Banks to handle bursaries

 

The government is so determined about this move that authorites intend putting it into practice by the end of this financial year. The Minister of Education and Skills Development, Pelonomi Venson Moitoi said this in Parliament when presenting her Ministry's Committee of Supply speech on Monday afternoon.

The decision to transfer the issuing of bursaries to the local banks comes at a time when the Education Ministry is struggling to track thousands of students to repay their loans.

The Minister Venson-Moitoi says now government has adopted one of the recommendations that calls for outsourcing of student sponsorship management to existing financial institutions, adding that her ministry has started working on the implementation plan for this.

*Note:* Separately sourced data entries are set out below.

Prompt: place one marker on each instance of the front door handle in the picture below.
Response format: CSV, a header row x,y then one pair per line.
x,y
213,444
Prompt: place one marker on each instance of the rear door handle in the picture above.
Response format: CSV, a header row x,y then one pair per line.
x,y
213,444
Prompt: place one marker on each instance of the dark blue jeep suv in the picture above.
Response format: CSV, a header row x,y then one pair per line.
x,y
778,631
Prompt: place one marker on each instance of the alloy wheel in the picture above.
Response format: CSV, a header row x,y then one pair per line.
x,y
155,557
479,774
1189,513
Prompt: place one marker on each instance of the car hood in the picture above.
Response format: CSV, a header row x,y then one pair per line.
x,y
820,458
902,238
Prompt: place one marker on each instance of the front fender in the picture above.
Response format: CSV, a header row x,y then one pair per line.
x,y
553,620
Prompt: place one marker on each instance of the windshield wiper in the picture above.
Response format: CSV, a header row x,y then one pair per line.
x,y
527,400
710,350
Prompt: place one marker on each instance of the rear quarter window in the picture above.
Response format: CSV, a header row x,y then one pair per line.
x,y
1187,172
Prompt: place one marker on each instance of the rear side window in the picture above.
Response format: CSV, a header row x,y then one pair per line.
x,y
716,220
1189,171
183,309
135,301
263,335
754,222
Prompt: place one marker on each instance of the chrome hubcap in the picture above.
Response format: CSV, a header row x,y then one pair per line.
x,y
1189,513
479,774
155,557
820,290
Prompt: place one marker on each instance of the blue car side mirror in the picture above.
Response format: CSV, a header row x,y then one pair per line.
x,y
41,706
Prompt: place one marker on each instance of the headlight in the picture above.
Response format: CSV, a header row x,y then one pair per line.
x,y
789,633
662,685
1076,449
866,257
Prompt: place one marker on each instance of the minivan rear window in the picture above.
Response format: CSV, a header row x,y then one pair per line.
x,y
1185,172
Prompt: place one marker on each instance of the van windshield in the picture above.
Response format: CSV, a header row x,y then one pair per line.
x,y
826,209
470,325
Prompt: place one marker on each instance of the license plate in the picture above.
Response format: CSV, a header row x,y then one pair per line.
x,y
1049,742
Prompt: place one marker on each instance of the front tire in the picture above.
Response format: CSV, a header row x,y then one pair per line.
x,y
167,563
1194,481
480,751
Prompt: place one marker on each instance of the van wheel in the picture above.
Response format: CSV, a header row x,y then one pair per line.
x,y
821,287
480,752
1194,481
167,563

She says her ministry is currently working closely with PEEPA on the feasibility study for the proposed outsourcing exercise, adding that a report on the outcome of the study should be ready for approval by May, 2011 and outsourcing completed by end of this financial year.

In 2009 Mmegi quoted Ministry of Education officials saying they had failed to recover loans from students because they had not kept proper records at the time it was estimated that government was owed over P300,000,000 by graduates.

Some Ministry of Education employees have in the past also been accused of colluding with some tertiary institutions so they get a lot of money from government by sponsoring ghost students, while cases of favouritism and corruption at the Department of Student Placement and Welfare, which deals with bursaries, are rife. 

Since 2008 investigators from the Directorate on Corruption and Economic Crime (DCEC) have been camping at the Ministry Headquarters investigating cases of corruption involving department of student placement officials, leading to a good number of them being suspended.